Sementara itu, kemampuan membaca siswa Indonesia di skor 371 berada di posisi 74. Kemudian kemampuan Matematika mendapat 379 berada di posisi 73, dan kemampuan sains dengan skor 396 berada di posisi 71.
Menurut hasil studi PISA 2018 dari OECD juga menunjukkan bahwa kemampuan siswa Indonesia dalam membaca, meraih skor rata-rata yakni 371. Skor ini berada di bawah rata-rata skor OECD yakni 487.

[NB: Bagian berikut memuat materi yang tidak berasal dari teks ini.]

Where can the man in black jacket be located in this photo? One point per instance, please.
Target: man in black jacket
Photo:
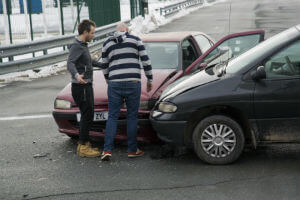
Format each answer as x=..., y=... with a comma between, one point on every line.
x=80, y=65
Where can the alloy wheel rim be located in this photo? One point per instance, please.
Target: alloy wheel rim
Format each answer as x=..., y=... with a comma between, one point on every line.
x=218, y=140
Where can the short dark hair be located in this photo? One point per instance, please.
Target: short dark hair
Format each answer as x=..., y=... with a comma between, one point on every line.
x=85, y=25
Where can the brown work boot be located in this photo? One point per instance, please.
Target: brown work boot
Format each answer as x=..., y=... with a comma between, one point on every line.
x=87, y=143
x=87, y=151
x=90, y=145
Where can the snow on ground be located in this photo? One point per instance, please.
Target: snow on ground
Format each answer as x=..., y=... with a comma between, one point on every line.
x=138, y=26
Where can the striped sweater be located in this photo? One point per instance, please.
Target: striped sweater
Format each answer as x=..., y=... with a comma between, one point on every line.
x=120, y=56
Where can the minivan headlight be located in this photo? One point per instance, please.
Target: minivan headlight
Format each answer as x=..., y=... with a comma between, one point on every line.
x=62, y=104
x=167, y=107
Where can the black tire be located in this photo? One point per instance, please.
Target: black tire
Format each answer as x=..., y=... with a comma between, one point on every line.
x=218, y=155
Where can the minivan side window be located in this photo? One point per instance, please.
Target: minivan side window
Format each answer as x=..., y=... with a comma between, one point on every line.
x=189, y=53
x=285, y=63
x=233, y=47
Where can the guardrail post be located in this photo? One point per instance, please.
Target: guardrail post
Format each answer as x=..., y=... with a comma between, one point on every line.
x=62, y=17
x=6, y=11
x=30, y=18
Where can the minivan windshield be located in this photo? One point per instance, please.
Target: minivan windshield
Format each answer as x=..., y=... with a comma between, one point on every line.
x=261, y=49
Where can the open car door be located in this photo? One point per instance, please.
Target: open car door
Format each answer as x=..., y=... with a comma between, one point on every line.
x=228, y=47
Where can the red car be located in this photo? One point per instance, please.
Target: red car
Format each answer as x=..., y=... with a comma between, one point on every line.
x=172, y=55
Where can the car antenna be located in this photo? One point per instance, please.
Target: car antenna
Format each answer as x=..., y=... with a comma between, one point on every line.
x=229, y=24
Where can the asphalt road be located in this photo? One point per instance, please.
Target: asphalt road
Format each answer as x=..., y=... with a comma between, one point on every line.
x=37, y=162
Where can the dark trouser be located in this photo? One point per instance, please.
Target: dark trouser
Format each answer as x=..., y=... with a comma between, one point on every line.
x=83, y=96
x=117, y=93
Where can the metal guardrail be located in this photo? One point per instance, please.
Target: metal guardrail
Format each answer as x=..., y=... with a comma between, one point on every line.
x=9, y=51
x=174, y=8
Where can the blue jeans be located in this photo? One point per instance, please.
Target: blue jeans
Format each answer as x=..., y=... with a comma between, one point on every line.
x=118, y=92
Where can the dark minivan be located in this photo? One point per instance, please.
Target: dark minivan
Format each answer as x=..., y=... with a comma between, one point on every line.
x=251, y=99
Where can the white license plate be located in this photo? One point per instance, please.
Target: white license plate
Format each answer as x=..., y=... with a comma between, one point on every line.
x=98, y=116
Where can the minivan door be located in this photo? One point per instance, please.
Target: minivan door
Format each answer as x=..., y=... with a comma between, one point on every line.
x=277, y=98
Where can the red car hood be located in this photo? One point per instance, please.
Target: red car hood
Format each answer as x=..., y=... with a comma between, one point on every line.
x=100, y=86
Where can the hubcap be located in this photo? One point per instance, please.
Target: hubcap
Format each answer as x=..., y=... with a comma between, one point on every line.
x=218, y=140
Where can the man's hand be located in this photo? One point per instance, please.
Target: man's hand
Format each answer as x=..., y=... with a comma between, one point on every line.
x=80, y=79
x=149, y=86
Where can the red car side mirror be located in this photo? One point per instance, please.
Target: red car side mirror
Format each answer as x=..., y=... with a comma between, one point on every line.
x=202, y=66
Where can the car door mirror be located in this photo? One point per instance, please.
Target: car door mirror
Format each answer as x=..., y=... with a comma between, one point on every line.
x=202, y=66
x=259, y=73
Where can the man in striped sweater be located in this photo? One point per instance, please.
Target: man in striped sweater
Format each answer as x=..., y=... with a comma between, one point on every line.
x=121, y=54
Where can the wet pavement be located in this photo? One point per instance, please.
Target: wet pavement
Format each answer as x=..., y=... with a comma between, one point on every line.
x=38, y=162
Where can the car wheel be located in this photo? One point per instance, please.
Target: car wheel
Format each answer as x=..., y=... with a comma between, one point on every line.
x=218, y=140
x=74, y=137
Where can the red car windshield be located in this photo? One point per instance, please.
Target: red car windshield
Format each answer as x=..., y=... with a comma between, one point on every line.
x=163, y=55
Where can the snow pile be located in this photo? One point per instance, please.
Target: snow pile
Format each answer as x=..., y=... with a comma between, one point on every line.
x=141, y=25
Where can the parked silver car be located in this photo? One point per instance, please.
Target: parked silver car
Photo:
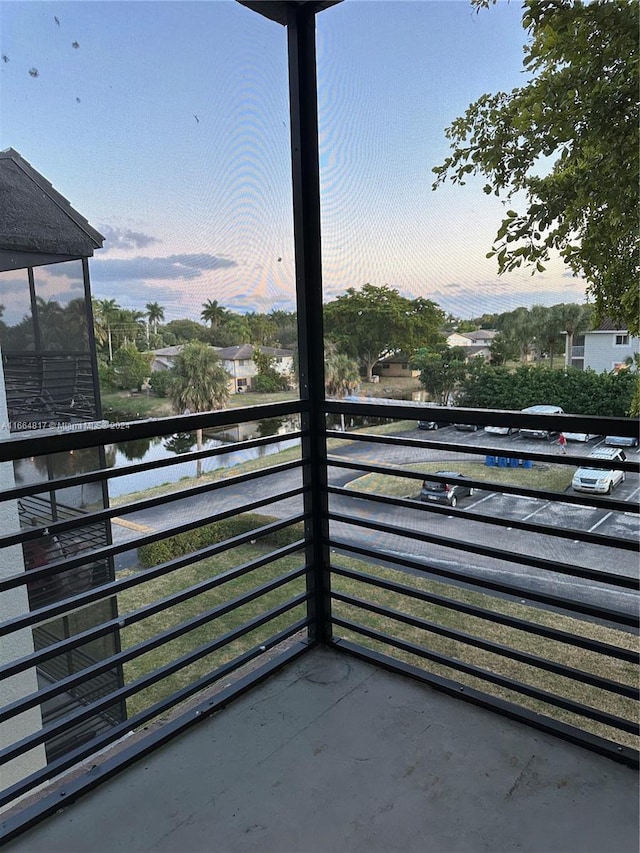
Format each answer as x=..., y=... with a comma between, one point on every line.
x=600, y=481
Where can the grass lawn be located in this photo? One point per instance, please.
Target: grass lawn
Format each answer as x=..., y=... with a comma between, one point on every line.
x=485, y=629
x=153, y=590
x=552, y=477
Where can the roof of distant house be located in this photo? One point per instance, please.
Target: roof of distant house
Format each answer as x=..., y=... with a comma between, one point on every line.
x=481, y=335
x=37, y=224
x=608, y=325
x=168, y=351
x=398, y=358
x=247, y=350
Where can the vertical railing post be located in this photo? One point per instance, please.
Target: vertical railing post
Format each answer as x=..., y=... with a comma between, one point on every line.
x=306, y=220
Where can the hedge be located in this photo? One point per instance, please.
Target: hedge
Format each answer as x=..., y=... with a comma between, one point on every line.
x=193, y=540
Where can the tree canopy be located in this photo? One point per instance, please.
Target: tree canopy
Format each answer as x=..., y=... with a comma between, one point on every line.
x=374, y=322
x=441, y=371
x=579, y=111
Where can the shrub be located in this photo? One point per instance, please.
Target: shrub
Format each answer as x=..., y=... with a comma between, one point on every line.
x=159, y=382
x=184, y=543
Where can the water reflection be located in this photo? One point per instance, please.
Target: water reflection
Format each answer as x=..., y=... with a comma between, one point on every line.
x=155, y=449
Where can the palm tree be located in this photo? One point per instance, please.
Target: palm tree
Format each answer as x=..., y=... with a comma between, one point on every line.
x=199, y=383
x=106, y=314
x=212, y=313
x=155, y=314
x=341, y=374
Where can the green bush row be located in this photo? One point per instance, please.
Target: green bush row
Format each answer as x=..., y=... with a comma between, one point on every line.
x=184, y=543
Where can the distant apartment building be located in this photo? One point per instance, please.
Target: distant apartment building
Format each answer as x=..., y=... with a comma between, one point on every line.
x=475, y=344
x=48, y=380
x=237, y=361
x=395, y=367
x=604, y=349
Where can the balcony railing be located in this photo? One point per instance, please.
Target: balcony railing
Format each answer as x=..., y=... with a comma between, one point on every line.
x=522, y=598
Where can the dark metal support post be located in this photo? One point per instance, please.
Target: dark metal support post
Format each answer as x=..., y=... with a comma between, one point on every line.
x=306, y=220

Tragisnya, skor tersebut terus menurun dari 402 pada 2009. Skor rata-rata matematika mencapai 379 dengan skor rata-rata OECD 487. Skor sains rata-rata siswa Indonesia mencapai 389 sementara skor rata-rata OECD yakni 489.
Kualitas SDM Pendidikan Indonesia
Rendahnya skor yang diperoleh dalam versi tersebut mencerminkan bahwa Indonesia masih memiliki kualitas Sumber Daya Manusia (SDM) yang terbilang rendah.
Adapun cara yang digunakan untuk mengukur kualitas SDM ialah tingkat daya saing.
World Competitiveness Yearbook (WCY) pada 2020 menempatkan daya saing SDM Indonesia pada peringkat 40 dari 63 negara dalam hasil survei mereka. Di mana Indonesia turun delapan peringkat dari tahun sebelumnya.
Bahkan, Bank Dunia juga menghitung Human Capital Index (HCI) untuk melihat sejauh mana peran pendidikan dan kesehatan terhadap produktivitas ke depannya.
Pada tahun 2020, HCI Indonesia sebesar 0,54, berada pada peringkat 96 dari 175 negara.
Semakin menyedihkan ketika 60,60 persen ruang kelas SD di Indonesia tercatat dalam kondisi rusak ringan atau sedang pada tahun ajaran 2021/2022. Angka tersebut lebih tinggi 3,47 persen poin dibandingkan setahun sebelumnya yang sebesar 57,13 persen.
Diketahui, angka tersebut juga lebih tinggi 3,47 persen poin dibandingkan setahun sebelumnya yang sebesar 57,13 persen.
Kemudian di jenjang SMP, ruang kelas yang mengalami rusak ringan atau sedang sebesar 53,30 persen. Persentase ini lebih tinggi 2,74 persen poin dibandingkan pada tahun ajaran 2020/2021 yakni di angka 50,56 persen.
Dari data-data tersebut, secara tidak langsung menunjukkan bahwa perkembangan kualitas SDM Indonesia terhitung lambat, meskipun pemerintah sudah menaikkan anggaran pendidikan yang begitu signifikan.